Many of those who have enjoyed successful careers have a tough time with retirement. All the sudden they have huge blocks of free time without a strong purpose to guide us.
Nanci Hellmich of USA Today offers several strategies to make a smooth transition into retirement.
- Take advantage of what may be your best chance to spend as much time as possible doing what you really want, psychologist Mary Languirand, co-author of "How to Age in Place," told Hellmich. "Some people know exactly what they want to do, and where, and with whom. Others — often those who had to devote a lot of time and effort to responsibilities and duties that didn't necessarily make them happy — need time and 'permission' to break old habits and create new patterns."
- Get your finances in order, socialize and pay attention to your health. Without good health it's hard to enjoy anything.
Among the toughest parts of retirement is "missing the day-to-day social connections with colleagues, getting used to a new and different routine and finding ways to give meaning and purpose in their days," Hellmich noted.
As for finances, what's preventing us from doing the right thing when it comes to saving for retirement?

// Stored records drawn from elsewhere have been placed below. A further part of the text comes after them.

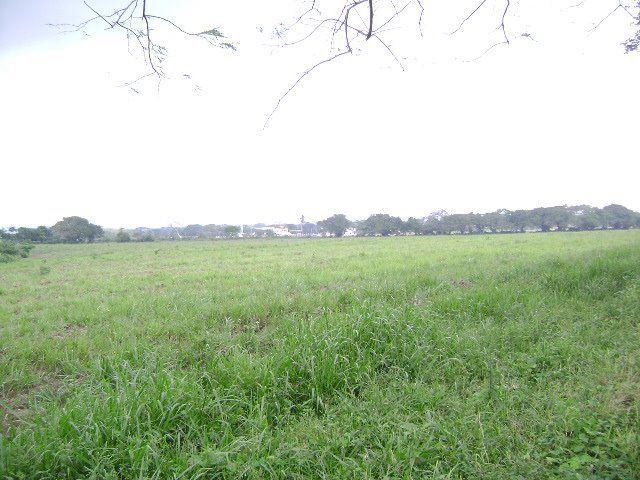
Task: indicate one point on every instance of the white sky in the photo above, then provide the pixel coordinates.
(543, 122)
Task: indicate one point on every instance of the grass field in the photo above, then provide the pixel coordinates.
(482, 357)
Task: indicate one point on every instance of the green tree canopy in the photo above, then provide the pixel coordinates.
(336, 225)
(76, 230)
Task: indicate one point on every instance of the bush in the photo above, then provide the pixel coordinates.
(10, 250)
(123, 236)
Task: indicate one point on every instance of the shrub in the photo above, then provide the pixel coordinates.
(123, 236)
(10, 250)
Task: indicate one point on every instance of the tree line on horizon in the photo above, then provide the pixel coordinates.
(544, 219)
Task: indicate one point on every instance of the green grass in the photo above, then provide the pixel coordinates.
(483, 357)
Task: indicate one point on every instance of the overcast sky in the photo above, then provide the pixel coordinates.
(551, 119)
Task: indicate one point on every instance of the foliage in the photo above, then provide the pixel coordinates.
(76, 230)
(410, 357)
(122, 236)
(380, 224)
(231, 231)
(11, 250)
(336, 225)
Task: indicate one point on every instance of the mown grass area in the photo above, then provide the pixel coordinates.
(493, 357)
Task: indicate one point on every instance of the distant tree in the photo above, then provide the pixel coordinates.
(380, 224)
(34, 235)
(336, 225)
(12, 250)
(619, 217)
(413, 225)
(76, 230)
(497, 221)
(231, 231)
(122, 236)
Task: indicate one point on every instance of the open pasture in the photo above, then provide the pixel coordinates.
(489, 356)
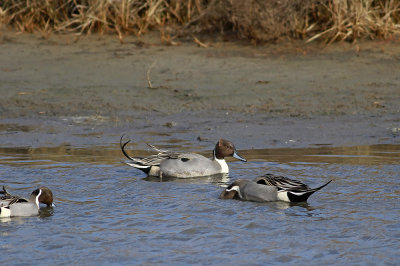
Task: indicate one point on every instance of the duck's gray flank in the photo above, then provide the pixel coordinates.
(183, 165)
(269, 188)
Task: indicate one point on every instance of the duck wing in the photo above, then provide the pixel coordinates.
(281, 182)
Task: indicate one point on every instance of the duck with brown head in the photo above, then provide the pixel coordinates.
(269, 188)
(11, 206)
(184, 165)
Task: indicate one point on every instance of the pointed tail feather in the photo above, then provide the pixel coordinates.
(123, 148)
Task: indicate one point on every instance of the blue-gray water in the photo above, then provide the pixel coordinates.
(106, 213)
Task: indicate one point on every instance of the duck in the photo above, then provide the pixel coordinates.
(269, 188)
(12, 206)
(184, 165)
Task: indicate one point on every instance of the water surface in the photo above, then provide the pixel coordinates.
(108, 212)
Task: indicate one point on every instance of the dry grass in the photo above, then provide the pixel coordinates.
(327, 20)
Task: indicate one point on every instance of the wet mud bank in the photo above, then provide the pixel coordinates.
(60, 91)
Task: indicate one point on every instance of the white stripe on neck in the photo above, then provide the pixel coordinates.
(223, 164)
(37, 197)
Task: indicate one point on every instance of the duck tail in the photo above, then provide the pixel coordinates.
(123, 149)
(303, 195)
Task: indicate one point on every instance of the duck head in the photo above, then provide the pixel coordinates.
(225, 148)
(43, 195)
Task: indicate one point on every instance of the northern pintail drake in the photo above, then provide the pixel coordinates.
(269, 188)
(184, 165)
(11, 206)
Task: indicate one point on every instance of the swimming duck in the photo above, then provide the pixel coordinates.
(269, 188)
(184, 165)
(11, 206)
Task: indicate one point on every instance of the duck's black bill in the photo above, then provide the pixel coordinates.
(237, 156)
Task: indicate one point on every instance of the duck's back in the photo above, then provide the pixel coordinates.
(189, 165)
(24, 209)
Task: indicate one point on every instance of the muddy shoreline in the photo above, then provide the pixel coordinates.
(64, 91)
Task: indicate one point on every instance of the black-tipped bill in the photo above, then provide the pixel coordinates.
(237, 156)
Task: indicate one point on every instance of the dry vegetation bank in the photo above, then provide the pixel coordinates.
(256, 20)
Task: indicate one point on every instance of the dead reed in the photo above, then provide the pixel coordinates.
(326, 20)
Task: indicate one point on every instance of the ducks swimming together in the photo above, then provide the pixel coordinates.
(11, 206)
(184, 165)
(269, 188)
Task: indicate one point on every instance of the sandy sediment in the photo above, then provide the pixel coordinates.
(89, 91)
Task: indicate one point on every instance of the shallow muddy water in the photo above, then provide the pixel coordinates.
(107, 212)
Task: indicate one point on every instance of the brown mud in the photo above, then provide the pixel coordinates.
(78, 91)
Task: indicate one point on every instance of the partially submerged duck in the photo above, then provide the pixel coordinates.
(11, 206)
(184, 165)
(269, 188)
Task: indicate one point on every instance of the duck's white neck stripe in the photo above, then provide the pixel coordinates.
(224, 165)
(37, 198)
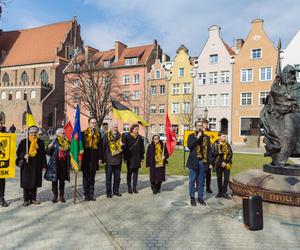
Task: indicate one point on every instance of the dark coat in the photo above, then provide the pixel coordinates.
(31, 172)
(192, 161)
(91, 156)
(156, 174)
(134, 150)
(57, 169)
(107, 157)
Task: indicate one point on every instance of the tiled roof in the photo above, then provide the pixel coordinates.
(36, 45)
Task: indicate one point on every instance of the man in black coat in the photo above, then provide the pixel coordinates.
(199, 159)
(112, 158)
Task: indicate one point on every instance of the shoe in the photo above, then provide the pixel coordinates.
(193, 202)
(62, 199)
(201, 201)
(219, 195)
(226, 196)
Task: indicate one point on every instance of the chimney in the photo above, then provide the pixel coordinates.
(119, 48)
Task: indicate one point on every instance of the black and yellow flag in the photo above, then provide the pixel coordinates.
(125, 114)
(29, 117)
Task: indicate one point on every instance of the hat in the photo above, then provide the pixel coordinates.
(33, 129)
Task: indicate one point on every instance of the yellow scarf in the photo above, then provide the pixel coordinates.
(115, 146)
(91, 141)
(158, 156)
(33, 146)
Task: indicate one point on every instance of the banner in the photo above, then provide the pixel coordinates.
(7, 155)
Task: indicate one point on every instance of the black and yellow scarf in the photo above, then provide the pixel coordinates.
(90, 140)
(115, 146)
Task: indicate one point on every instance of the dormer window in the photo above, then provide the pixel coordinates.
(131, 61)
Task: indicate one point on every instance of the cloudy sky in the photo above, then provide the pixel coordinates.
(171, 22)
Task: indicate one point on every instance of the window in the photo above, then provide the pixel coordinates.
(187, 88)
(5, 79)
(246, 99)
(18, 94)
(32, 94)
(136, 110)
(131, 61)
(24, 78)
(255, 53)
(152, 109)
(246, 75)
(153, 90)
(44, 77)
(161, 109)
(212, 123)
(157, 74)
(212, 101)
(225, 77)
(136, 95)
(126, 79)
(213, 77)
(181, 72)
(202, 79)
(262, 97)
(213, 58)
(126, 95)
(176, 89)
(162, 89)
(175, 108)
(265, 74)
(136, 78)
(186, 107)
(201, 100)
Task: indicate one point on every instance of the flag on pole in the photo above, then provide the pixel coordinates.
(171, 136)
(76, 149)
(29, 117)
(123, 113)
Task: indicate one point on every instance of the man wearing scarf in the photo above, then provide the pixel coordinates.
(92, 157)
(199, 159)
(112, 157)
(33, 162)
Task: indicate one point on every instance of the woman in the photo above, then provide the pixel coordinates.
(156, 160)
(58, 170)
(134, 151)
(31, 159)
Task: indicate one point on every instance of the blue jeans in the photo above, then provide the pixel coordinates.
(193, 173)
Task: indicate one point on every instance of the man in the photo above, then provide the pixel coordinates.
(222, 154)
(112, 158)
(199, 158)
(3, 203)
(92, 157)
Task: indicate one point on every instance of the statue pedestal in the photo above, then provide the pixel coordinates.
(273, 188)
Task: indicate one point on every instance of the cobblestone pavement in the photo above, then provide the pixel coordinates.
(136, 221)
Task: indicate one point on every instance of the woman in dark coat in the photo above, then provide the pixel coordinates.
(156, 160)
(58, 170)
(134, 151)
(31, 171)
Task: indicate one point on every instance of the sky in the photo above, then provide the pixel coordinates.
(171, 22)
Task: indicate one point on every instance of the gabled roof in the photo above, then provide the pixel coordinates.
(36, 45)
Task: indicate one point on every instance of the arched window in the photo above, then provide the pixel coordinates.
(5, 79)
(18, 94)
(44, 77)
(24, 78)
(32, 94)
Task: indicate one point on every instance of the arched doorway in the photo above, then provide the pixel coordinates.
(224, 125)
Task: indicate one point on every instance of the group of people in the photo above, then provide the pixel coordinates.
(111, 148)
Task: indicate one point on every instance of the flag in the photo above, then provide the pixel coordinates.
(76, 149)
(124, 114)
(171, 136)
(29, 117)
(69, 130)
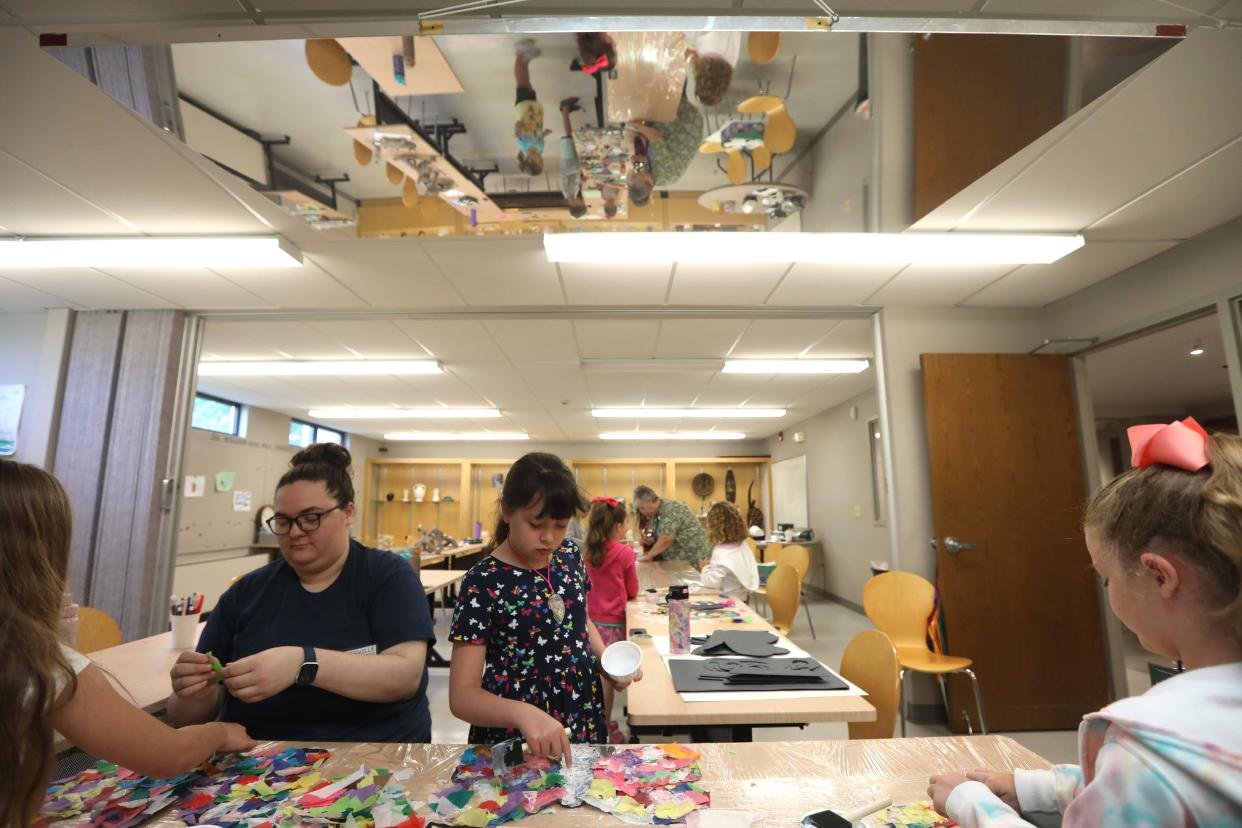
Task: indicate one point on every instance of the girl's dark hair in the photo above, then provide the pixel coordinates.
(326, 463)
(544, 478)
(600, 523)
(1195, 514)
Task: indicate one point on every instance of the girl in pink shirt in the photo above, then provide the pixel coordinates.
(614, 580)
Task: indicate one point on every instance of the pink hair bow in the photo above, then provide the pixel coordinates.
(1181, 445)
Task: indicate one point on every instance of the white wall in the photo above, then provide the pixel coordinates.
(906, 333)
(32, 348)
(838, 483)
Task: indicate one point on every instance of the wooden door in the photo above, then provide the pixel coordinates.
(1007, 477)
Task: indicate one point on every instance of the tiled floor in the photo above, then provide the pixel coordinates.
(835, 625)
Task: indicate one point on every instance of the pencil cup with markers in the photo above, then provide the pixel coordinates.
(183, 615)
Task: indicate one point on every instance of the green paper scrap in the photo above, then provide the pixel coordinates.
(216, 667)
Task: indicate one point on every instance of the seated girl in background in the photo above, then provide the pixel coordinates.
(525, 656)
(610, 565)
(46, 685)
(1166, 541)
(732, 566)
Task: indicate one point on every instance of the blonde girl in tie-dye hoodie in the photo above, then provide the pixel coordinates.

A "big one is certainly the illusion of time," Scott Thoma, investment strategist for Edward Jones, told
Fox Business Network. In other words, we think we have more time than we actually do to build a retirement kitty.
"Many also don't understand how little steps can make a big difference," he said. "For example, the average tax refund is about $3,000 a year. Investing this, every year over 30 years with a 7 percent return, could be $300,000 over 30 years."
Inertia also is an obstacle. "Just a problem with getting started," Thoma added. "This is why steps such as auto-enrollment in employer-savings plans is important, automatically building a habit of savings."
Even if you are in the midst of paying off debt, "at least contribute enough to achieve the company match," and then worry about debt, Thoma advised.
He's referring to 401(k) plans. We are repeatedly advised by retirement experts to max out contributions to those plans. But many of us work at companies that don't have them, or we don't even work for a company full-time, freelancing instead.